Maria del Pico Taylor, 89, of Philadelphia, lifelong gifted pianist, retired award-winning professor of piano at Temple University, founder of Latin Fiesta Inc., and cofounder of the Dorothy Taubman Seminar at Temple, died Thursday, March 13, of complications from dementia at her home in Roxborough.
Professor Taylor was an expert in Spanish and Latin American music and piano pedagogy, and she taught piano in Temple’s Department of Keyboard Studies in the Boyer College of Music and Dance for 50 years. From 1974 to her retirement in 2024, she worked with thousands of students, collaborated on pioneering music projects, expanded performance opportunities for musicians, and introduced new music to audiences around the world.

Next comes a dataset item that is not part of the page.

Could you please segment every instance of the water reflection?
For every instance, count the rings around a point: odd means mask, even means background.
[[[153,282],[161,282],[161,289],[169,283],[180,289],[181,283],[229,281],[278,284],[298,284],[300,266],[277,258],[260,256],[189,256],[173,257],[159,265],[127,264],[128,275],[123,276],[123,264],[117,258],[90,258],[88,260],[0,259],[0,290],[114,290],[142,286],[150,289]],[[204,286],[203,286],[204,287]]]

A former colleague called her “a remarkable woman who was a valuable member of the Temple University family” in an online tribute, and several former students made recent visits to serenade her with her favorite songs. “It’s not an understatement to say she is the reason I stayed with music and piano,” a former student said in a tribute. “She is the yardstick by which I measure my own piano teaching to this day. I still remember my first lesson with her: legato leaps in Debussy.”
In 1995, Professor Taylor created Latin Fiesta, a nine-member ensemble that sang, danced, and played Latin American and Spanish music at venues in Philadelphia, Wilmington, New York, and elsewhere. She headlined many of the group’s shows on piano, organized its annual Hispanic Festival, and premiered Hispanic works in Philadelphia with the Temple University Symphony Orchestra and Pennsylvania Pro Musica Orchestra.
She served as artistic adviser for a Hispanic American music celebration at Penn’s Landing in November 1987 and told The Inquirer: “I’m a great lover of the diversity of cultures in Philadelphia. In the last few years, it seems there has been more and more of it. I just love these festivals.”
She studied piano under several celebrated teachers, including Dorothy Taubman, and cofounded the Taubman Seminar at Temple in 2003. For years, she instructed two dozen students every May about the unique “Taubman Approach” to piano performance.
She also lectured about Taubman’s playing techniques at seminars in Scotland, Brazil, Finland, and Peru, and she wrote articles about it for music journals. Seminar colleagues called her “our dear teacher, mentor, friend, and founder” in an online tribute.
Professor Taylor was active with the Taubman Institute of Piano, Music Teachers National Association, National Conference on Keyboard Pedagogy, and other groups. She earned a 1984 Lindback Award for distinguished teaching at Temple, was named 1994 Teacher of the Year by the Pennsylvania Music Teachers Association, and was recognized for her achievements by the Ibero-America Foundation and the International Who’s Who for music and women.
“She was fun and fiery,” said her son-in-law, Greg Watson. “She was always active and ready to experience.”
Maria Carlotta del Pico was born May 7, 1935, in Havana. Her father gifted her a secondhand piano when she was 6. Later, when she had to choose between careers in music or law, she chose music.
She was the first Cuban to be awarded a music grant from the Canada Council for the Arts and earned a degree in piano at the University of Toronto. Later, she earned a master’s degree in piano performance at Northwestern University in Chicago.
She met violinist Raymond Taylor in Canada, and they married in 1963 and moved to Chicago and Arizona before settling in Roxborough. They had a daughter, Vania, in 1969. Her husband died in 2020, and her daughter died in 2022.
Professor Taylor was fluent in English, Spanish, and French, and she and her husband traveled to France, Poland, England, the Czech Republic, and elsewhere to teach and play music together. Friends and colleagues called her “warm” and “a delightful conversationalist” in tributes, and she hosted salons to discuss art, literature, philosophy, music, and politics.
A longtime friend praised her “incredible friendship, love, and loyalty,” and she is a featured figure on a huge mural at Julia de Burgos Elementary School on Lehigh Avenue. “You made so much possible for countless numbers of people, and we are all the better for it,” a former colleague said.
Her son-in-law said: “She was a great human being, a great mother-in-law.”
In addition to her son-in-law, Professor Taylor is survived by a sister and other relatives.
A visitation with family is to be from 10 to 10:50 a.m. Saturday, May 17, at Boyd-Horrox-Givnish Life Celebration Home, 200 W. Germantown Pike, Norristown, Pa. 19401.
Donations in her name may be made to the Dorothy Taubman Seminar, 2001 N. 13th St., Philadelphia, Pa. 19122.